An architectural overview of an anomaly detection system.
The document gives an architectural overview of an anomaly detection system that identifies anomalous ETL jobs that populate the data warehouse.
The Business Intelligence team is responsible for maintaining the data warehouse.The data warehouse is populated
by different ETL jobs. The anomaly detection system identifies ETL jobs that ran successfully, but have discrepancy
in the imported data. Like the number of rows being populated in the data warehouse not being in the expected range.
The anomaly detection system uses scikit-learn implementation of isolation forest algorithm to identify anomalous ETL jobs. PySpark is used to schedule historical data load. The overall infrastructure is set up using AWS technologies. Once the system detects an anomaly in the ETL jobs it raises a ticket to notify relevant stakeholders.
- ETL pipelines are set up using PySpark to load Historical Data and the Recent Job Run Data from the main data lake into S3 Buckets (S3:Historical, S3:Recent). This is achieved using Spark on EMR.
- The model is trained in SageMaker (Jupyter) using the scikit-learn isolation forest algorithm.

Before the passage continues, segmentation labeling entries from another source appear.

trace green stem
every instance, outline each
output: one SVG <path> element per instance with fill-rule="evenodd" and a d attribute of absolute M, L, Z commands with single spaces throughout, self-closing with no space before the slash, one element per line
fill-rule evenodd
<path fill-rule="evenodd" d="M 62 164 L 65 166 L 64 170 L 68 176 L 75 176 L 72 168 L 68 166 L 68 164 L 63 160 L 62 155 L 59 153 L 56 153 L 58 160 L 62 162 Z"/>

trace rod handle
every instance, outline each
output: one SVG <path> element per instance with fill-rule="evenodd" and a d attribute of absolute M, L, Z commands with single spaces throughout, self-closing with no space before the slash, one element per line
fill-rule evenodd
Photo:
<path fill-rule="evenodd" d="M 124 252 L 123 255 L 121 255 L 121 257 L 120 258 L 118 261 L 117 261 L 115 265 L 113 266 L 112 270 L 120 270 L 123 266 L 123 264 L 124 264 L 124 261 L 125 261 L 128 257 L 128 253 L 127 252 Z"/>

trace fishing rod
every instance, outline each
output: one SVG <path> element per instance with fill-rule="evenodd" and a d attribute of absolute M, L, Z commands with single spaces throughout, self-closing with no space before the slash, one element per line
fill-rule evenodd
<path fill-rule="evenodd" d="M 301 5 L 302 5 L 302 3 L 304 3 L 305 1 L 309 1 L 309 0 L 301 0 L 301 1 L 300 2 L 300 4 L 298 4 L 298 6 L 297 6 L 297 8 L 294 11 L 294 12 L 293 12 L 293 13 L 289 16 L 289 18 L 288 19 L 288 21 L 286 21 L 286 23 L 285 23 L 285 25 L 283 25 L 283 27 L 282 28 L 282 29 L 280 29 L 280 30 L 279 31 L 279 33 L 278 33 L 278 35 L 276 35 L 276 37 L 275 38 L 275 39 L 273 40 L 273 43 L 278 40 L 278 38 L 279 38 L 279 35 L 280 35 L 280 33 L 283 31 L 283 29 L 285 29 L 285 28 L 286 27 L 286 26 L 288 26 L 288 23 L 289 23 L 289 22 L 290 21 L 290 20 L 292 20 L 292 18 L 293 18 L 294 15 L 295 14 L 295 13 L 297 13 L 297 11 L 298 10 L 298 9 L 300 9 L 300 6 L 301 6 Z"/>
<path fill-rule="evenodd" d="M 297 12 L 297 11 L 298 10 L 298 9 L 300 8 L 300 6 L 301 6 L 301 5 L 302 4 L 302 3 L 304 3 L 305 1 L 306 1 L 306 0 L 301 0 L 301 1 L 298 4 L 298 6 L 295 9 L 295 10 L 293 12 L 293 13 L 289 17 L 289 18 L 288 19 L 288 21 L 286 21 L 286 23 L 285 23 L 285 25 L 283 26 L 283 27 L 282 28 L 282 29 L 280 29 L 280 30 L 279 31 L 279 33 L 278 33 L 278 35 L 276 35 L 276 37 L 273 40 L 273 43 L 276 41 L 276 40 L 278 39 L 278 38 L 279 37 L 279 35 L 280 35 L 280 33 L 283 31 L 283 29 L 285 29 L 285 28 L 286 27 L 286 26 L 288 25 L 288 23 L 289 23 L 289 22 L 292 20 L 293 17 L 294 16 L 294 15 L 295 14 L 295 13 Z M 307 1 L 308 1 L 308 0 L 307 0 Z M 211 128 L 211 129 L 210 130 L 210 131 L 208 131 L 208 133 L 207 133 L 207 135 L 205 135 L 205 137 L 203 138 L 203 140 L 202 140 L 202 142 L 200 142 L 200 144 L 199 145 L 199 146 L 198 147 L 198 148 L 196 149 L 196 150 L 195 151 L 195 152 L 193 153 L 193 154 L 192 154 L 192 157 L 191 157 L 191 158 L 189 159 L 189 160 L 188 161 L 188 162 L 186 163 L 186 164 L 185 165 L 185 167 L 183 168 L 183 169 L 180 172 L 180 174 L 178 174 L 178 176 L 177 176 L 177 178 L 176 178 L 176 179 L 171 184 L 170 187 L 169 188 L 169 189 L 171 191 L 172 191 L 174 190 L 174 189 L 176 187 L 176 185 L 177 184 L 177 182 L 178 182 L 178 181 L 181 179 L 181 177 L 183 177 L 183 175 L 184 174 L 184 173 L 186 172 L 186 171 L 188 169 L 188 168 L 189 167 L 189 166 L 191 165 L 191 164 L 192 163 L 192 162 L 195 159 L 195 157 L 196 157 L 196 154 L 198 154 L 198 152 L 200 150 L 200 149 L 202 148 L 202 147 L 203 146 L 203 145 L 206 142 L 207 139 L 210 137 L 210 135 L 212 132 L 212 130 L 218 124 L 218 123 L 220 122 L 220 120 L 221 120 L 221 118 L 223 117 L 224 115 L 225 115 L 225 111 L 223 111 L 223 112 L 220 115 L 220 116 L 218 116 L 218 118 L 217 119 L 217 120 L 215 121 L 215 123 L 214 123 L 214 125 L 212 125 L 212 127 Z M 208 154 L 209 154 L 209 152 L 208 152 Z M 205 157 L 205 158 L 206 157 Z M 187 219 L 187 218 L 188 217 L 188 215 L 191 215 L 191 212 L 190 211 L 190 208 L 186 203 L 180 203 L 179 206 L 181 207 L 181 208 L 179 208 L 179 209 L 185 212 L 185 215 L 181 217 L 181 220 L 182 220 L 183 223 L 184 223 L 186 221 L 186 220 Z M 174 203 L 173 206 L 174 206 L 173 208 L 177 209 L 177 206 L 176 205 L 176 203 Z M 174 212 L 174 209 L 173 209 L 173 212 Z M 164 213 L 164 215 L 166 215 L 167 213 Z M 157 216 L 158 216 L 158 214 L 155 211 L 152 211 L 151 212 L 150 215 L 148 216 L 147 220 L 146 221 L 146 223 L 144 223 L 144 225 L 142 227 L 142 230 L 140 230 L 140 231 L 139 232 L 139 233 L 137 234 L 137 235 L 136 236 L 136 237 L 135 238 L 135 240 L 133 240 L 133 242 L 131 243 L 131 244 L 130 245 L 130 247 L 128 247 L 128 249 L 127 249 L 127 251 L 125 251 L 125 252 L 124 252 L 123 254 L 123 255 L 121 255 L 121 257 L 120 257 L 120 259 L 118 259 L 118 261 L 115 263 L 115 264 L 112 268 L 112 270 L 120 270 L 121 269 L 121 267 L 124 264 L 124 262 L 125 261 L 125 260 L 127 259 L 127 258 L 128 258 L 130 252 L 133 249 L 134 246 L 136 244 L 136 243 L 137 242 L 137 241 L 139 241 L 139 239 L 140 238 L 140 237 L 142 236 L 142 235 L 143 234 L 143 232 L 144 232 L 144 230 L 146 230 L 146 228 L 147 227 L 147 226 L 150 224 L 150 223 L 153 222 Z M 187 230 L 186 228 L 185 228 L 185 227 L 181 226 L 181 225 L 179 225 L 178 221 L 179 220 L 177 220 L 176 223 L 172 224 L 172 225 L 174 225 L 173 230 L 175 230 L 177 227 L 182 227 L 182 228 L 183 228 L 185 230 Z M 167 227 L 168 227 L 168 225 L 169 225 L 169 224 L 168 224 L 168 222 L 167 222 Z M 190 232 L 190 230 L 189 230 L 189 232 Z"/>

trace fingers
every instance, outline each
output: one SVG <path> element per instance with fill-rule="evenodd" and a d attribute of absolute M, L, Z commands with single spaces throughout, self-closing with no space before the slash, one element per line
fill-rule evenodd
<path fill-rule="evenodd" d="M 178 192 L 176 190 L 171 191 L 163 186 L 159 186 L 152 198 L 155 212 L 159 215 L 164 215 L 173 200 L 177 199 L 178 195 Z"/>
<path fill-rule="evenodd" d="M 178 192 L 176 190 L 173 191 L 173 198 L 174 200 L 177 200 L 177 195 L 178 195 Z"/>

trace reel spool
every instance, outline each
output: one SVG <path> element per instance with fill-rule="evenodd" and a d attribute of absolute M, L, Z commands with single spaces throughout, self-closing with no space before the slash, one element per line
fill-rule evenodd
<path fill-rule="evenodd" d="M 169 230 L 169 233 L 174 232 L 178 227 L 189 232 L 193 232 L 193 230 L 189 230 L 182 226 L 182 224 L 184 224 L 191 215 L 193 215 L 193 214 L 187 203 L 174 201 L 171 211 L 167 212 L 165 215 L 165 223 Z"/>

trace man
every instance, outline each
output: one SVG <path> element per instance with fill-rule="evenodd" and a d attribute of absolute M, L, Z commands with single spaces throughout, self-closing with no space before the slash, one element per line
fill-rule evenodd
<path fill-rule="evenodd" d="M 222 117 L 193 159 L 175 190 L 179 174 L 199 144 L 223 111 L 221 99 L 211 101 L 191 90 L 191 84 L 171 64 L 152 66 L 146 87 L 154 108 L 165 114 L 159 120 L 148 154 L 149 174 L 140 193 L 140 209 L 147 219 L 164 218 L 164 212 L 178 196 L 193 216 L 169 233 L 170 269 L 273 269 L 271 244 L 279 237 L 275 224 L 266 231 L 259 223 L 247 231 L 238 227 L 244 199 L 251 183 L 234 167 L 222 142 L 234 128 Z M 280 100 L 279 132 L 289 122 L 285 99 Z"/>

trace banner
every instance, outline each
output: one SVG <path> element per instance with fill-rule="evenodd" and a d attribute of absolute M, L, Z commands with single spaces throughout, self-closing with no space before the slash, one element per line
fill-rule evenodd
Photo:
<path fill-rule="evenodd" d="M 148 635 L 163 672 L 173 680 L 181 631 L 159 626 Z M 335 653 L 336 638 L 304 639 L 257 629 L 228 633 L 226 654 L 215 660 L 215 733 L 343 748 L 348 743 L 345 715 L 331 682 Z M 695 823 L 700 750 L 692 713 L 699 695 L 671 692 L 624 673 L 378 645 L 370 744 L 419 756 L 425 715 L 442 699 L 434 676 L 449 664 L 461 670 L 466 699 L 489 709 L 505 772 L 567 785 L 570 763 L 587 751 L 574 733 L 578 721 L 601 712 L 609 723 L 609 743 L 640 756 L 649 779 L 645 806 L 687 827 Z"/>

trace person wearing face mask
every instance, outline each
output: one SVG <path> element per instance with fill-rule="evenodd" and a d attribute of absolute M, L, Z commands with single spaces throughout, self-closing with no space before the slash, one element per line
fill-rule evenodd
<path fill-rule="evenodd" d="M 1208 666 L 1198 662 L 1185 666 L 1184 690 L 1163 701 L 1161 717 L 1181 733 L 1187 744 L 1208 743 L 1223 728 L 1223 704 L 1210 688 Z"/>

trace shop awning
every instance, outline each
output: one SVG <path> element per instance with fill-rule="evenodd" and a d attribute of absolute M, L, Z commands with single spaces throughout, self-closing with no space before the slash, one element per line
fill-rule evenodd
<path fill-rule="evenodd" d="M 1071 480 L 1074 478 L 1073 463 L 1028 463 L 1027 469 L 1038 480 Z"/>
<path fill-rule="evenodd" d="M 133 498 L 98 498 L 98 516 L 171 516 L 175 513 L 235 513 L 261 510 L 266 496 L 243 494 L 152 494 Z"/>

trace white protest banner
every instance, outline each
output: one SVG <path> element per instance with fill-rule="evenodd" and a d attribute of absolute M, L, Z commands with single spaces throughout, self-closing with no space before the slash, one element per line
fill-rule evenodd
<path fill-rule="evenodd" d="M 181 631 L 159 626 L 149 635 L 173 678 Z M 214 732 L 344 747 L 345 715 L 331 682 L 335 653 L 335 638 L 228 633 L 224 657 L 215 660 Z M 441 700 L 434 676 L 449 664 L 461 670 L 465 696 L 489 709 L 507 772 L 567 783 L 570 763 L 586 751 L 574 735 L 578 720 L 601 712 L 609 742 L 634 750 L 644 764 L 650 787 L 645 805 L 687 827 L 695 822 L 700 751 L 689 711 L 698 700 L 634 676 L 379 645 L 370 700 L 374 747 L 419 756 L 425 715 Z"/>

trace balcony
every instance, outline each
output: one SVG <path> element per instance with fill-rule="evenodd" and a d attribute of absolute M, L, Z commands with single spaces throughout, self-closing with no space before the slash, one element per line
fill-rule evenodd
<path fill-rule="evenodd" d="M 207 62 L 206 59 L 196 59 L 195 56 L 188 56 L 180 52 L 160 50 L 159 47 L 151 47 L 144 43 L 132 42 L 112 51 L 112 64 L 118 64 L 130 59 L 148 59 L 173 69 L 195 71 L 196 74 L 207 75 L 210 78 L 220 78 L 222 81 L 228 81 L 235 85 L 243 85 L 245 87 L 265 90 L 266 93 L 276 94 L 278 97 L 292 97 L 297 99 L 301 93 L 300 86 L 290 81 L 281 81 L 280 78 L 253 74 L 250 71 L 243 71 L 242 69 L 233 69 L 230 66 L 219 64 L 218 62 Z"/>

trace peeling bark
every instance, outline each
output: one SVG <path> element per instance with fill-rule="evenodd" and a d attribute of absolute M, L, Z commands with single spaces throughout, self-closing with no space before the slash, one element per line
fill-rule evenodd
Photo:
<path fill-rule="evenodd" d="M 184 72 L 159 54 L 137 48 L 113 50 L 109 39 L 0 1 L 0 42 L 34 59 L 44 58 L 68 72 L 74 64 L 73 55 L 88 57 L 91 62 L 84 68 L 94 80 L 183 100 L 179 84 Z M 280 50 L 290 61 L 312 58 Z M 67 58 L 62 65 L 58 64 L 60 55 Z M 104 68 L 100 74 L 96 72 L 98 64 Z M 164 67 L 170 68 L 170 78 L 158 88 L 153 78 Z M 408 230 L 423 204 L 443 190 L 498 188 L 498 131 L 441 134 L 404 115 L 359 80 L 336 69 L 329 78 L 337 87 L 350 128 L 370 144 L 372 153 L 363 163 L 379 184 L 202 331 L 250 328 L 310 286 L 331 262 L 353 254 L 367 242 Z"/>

- Using Boto3 the Historical Dataset is accessed from S3. The model is trained using selected features: Records Processed, Day of Week, and Run Time. The trained model is stored in S3 (S3:Model).
- Lambda Function (Lambda:Predict) will load the Model (S3:Model) and the Recent Job Run Data (S3:Recent) from S3.
- Lambda:Predict will use the model to make prediction about the anomalous nature of recent ETL jobs.
- The anomalous ETL jobs detected by the Lambda:Predict are written back to S3 (S3:Predictions).
- Lambda:SIM will read the data from S3:Prediction and generate a ticket to notify the stakeholders about anomalous ETL job.